If I wake at 3, ephemerality
Is leitmotif. Small wonder in that, of course:
Tempus fugit. The years go hurtling by.
Like any other bromides, these became
What they are for their truth. It’s only a vapor,
Say, that version of me who poked fun at a game
Called “Barnyard Bingo” at a Tupperware demonstration.
Tupperware, of all things! A woman named Claire
Was the hostess, single mom scratching for cash in the ‘60s,
And the single un-mind-altered person there.
To us self-styled rebels, she seemed a fossil. Of course.
We were bent on changing what we deemed a fucked-up old nation
Into what it should be. Above the Tupperware prattle,
Otis Redding announced a matchless sadness
From a record player with up-to-date stereo.
We believed the floor where we boogied was shaking with promise.

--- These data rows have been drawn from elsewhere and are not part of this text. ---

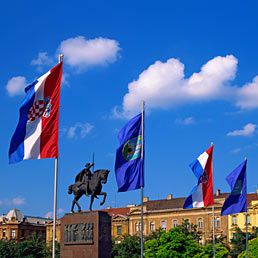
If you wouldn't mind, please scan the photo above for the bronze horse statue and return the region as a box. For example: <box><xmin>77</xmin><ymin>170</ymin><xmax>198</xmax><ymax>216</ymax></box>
<box><xmin>68</xmin><ymin>169</ymin><xmax>109</xmax><ymax>213</ymax></box>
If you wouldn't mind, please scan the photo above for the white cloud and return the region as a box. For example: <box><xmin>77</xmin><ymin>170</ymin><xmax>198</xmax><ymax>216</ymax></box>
<box><xmin>232</xmin><ymin>148</ymin><xmax>241</xmax><ymax>153</ymax></box>
<box><xmin>119</xmin><ymin>55</ymin><xmax>238</xmax><ymax>117</ymax></box>
<box><xmin>227</xmin><ymin>123</ymin><xmax>257</xmax><ymax>136</ymax></box>
<box><xmin>31</xmin><ymin>52</ymin><xmax>54</xmax><ymax>72</ymax></box>
<box><xmin>0</xmin><ymin>196</ymin><xmax>25</xmax><ymax>206</ymax></box>
<box><xmin>12</xmin><ymin>196</ymin><xmax>25</xmax><ymax>205</ymax></box>
<box><xmin>45</xmin><ymin>208</ymin><xmax>64</xmax><ymax>218</ymax></box>
<box><xmin>175</xmin><ymin>116</ymin><xmax>195</xmax><ymax>125</ymax></box>
<box><xmin>67</xmin><ymin>122</ymin><xmax>94</xmax><ymax>139</ymax></box>
<box><xmin>58</xmin><ymin>36</ymin><xmax>120</xmax><ymax>70</ymax></box>
<box><xmin>5</xmin><ymin>76</ymin><xmax>27</xmax><ymax>97</ymax></box>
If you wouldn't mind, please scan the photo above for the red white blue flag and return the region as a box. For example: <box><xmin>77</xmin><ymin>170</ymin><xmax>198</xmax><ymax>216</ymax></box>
<box><xmin>9</xmin><ymin>62</ymin><xmax>63</xmax><ymax>163</ymax></box>
<box><xmin>183</xmin><ymin>145</ymin><xmax>214</xmax><ymax>209</ymax></box>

I can’t remember the rules of Barnyard Bingo,
But I do recall how my old friend Peter quick-stepped
My way, and squawking like a territorial chicken,
Made as if to peck me. I managed a hip-check
That knocked him onto a cushion next to Muffin,
Handsome black neighbor supplied with an unlikely nickname
Because he worked as a baker. He found our shenanigan
A riot. Of course. He hurled himself up from the divan,
High-fived me, grinned, and woozily plopped back down.
Where’s that deft, hip-checking punk? What happened
To the seven-year-old who, seeing a hornet land
On his T-shirt sleeve, used an index finger to flick
The nasty bug across a picnic table
Onto the wrist of his favorite playmate Eddie?
Eddie went wide-eyed, less with pain than surprise
And blurted Jesus Christ. His Bible-pious
Father then cuffed the kid’s neck. Of course. Those boys–
Where are they now, and Peter, Muffin, Claire?
And why are such random things, so meaningless, still
A part of me? Of course these are just some of thousands.
Why not more recent events, like the death of Bill,
Another old pal, mere days ago? But these doldrums
Will die themselves, of course. It can’t be 3
In the morning forever. Of course it can’t, I repeat.